Guillermina le pasó a Leíto todo el dinero que guardaba y le dejó adelantarse. "Qué corra libre", le dijo a Juanacha.  Las prolongadas cuadras del distrito pronto alcanzaron los detalles del lugar público. Para entrar, se atravesaba por un tranquilo parque en donde, por dos soles cincuenta o lo mismo que un dólar en nuestros días, la municipalidad le otorgaba al ciudadano común la nitidez de una isla depuesta en la lejanía de la espumosa Costa Verde. Allí había juegos, pero eran mecánicos y desanimaban. Uno de esos fue el que lanzó la alerta al divisar a la familia tentando las escaleras eléctricas para bajar al centro comercial. Las escaleras no eran resbalosas y la tierra no se escabullía en las ojotas ni hacía orzuelo en los ojos como sucedía desde las faldas del cerro, sino que se movían automáticamente bajo un conjuro que los arrastraba en mancha. Una vez abajo, Leíto recordó el lugar exacto adonde estaban los juegos electrónicos, porque aquella vez se grabó el camino, por lo que emprendió la carrera en lo que, en pleno pique, una grotesca pata de simio se interpuso en su camino, derribándole como un saco de papas.

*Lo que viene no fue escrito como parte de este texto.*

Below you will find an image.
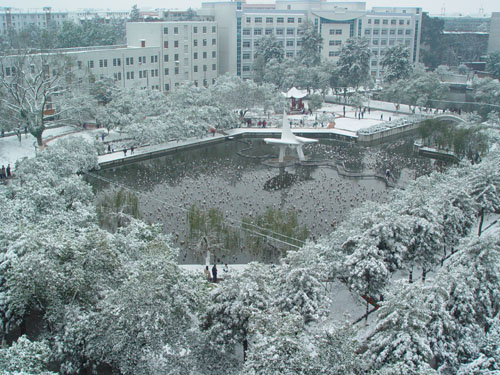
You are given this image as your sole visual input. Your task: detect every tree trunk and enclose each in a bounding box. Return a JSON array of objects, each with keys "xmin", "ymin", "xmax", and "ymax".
[{"xmin": 477, "ymin": 207, "xmax": 484, "ymax": 237}]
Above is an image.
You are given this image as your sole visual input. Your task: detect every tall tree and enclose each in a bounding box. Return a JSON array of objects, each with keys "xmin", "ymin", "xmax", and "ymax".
[
  {"xmin": 0, "ymin": 53, "xmax": 73, "ymax": 146},
  {"xmin": 298, "ymin": 20, "xmax": 323, "ymax": 67},
  {"xmin": 486, "ymin": 51, "xmax": 500, "ymax": 79},
  {"xmin": 337, "ymin": 38, "xmax": 370, "ymax": 90}
]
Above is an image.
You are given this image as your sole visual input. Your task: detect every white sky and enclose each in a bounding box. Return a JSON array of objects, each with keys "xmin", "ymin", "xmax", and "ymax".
[{"xmin": 0, "ymin": 0, "xmax": 500, "ymax": 15}]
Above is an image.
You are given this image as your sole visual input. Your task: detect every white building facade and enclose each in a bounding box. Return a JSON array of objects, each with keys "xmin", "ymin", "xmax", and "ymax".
[{"xmin": 199, "ymin": 0, "xmax": 422, "ymax": 78}]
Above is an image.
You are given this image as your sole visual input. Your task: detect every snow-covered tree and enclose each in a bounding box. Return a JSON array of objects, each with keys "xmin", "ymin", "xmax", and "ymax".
[
  {"xmin": 469, "ymin": 154, "xmax": 500, "ymax": 236},
  {"xmin": 486, "ymin": 51, "xmax": 500, "ymax": 79},
  {"xmin": 0, "ymin": 52, "xmax": 73, "ymax": 146},
  {"xmin": 382, "ymin": 45, "xmax": 412, "ymax": 82},
  {"xmin": 0, "ymin": 336, "xmax": 56, "ymax": 375},
  {"xmin": 364, "ymin": 281, "xmax": 432, "ymax": 374}
]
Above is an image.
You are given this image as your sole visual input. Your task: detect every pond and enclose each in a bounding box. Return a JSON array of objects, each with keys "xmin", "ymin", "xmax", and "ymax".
[{"xmin": 89, "ymin": 139, "xmax": 436, "ymax": 264}]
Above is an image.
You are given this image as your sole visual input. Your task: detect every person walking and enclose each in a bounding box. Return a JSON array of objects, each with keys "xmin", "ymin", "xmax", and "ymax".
[
  {"xmin": 212, "ymin": 263, "xmax": 217, "ymax": 284},
  {"xmin": 203, "ymin": 266, "xmax": 212, "ymax": 282}
]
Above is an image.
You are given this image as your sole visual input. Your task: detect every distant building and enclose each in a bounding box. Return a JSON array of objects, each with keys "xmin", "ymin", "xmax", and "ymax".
[{"xmin": 198, "ymin": 0, "xmax": 422, "ymax": 78}]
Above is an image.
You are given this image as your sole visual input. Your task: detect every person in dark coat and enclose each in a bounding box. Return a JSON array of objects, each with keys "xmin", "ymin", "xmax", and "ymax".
[{"xmin": 212, "ymin": 264, "xmax": 217, "ymax": 283}]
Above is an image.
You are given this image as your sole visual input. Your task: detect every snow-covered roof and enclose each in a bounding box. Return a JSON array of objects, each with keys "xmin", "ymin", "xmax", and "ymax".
[{"xmin": 286, "ymin": 87, "xmax": 307, "ymax": 99}]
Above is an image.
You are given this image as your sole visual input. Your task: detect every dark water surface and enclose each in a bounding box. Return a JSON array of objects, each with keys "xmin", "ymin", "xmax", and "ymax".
[{"xmin": 89, "ymin": 139, "xmax": 424, "ymax": 263}]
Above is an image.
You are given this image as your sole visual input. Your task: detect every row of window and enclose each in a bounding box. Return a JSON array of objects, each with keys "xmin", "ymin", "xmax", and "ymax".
[
  {"xmin": 368, "ymin": 18, "xmax": 411, "ymax": 25},
  {"xmin": 163, "ymin": 26, "xmax": 217, "ymax": 35},
  {"xmin": 243, "ymin": 28, "xmax": 299, "ymax": 35},
  {"xmin": 365, "ymin": 29, "xmax": 412, "ymax": 35},
  {"xmin": 246, "ymin": 17, "xmax": 302, "ymax": 23},
  {"xmin": 163, "ymin": 38, "xmax": 213, "ymax": 48},
  {"xmin": 330, "ymin": 29, "xmax": 342, "ymax": 35},
  {"xmin": 163, "ymin": 51, "xmax": 217, "ymax": 62},
  {"xmin": 120, "ymin": 64, "xmax": 217, "ymax": 81}
]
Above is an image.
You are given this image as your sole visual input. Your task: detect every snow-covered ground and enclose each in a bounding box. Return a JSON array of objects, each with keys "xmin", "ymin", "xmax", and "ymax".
[{"xmin": 0, "ymin": 103, "xmax": 405, "ymax": 169}]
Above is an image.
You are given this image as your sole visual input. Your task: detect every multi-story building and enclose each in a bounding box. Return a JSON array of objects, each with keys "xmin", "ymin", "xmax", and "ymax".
[
  {"xmin": 0, "ymin": 7, "xmax": 68, "ymax": 34},
  {"xmin": 363, "ymin": 7, "xmax": 422, "ymax": 77},
  {"xmin": 199, "ymin": 0, "xmax": 422, "ymax": 78},
  {"xmin": 4, "ymin": 21, "xmax": 218, "ymax": 92}
]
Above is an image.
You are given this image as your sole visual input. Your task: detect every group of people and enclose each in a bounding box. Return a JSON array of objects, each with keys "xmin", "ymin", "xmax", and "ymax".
[
  {"xmin": 204, "ymin": 263, "xmax": 229, "ymax": 283},
  {"xmin": 0, "ymin": 164, "xmax": 12, "ymax": 180}
]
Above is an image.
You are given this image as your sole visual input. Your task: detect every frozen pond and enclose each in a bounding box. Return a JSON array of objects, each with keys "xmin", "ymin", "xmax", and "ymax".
[{"xmin": 90, "ymin": 139, "xmax": 432, "ymax": 263}]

- ¡Oiga... – exclamó Guillermina precipitándose - no ve que es un guagua!
Juanacha, que miraba anonadada, ciertamente no entendía las razones de semejante atropello, pero aquél le atemorizaba por lo que, desistiendo de tirar del poncho, se puso encima a su Rudy y emprendió escaleras arriba.
- Señoras. lo siento, pero en este local está prohibido el ingreso de vendedores ambulantes.
- No estamos vendiendo nada – y miró a su alrededor -, él quería ir a los juegos.
Pero a nadie le interesaba las razones del caso.
- Igual… - se corrigió el moreno de pelo corto y corbata michi- , pero igual, señora, allí el niño no puede entrar. Es que es muy pequeño para los juegos.
Guillermina le confrontó, luego, con una parsimonia de Cangallo, encorvó su humanidad.
- Papito – le dijo -, vámonos pá arriba. ¿Haz caso, si?
Y él, que era un chico aprehensivo y se había mantenido sin decir o reclamar, también en silencio hizo caso y escaleras para arriba; después, en el parque, Juanacha, que ya no temblaba sino que se obnubilaba en una mariposa, le alcanzó el bebito a Guillermina cuando de pronto, jalándola el apure de Leíto.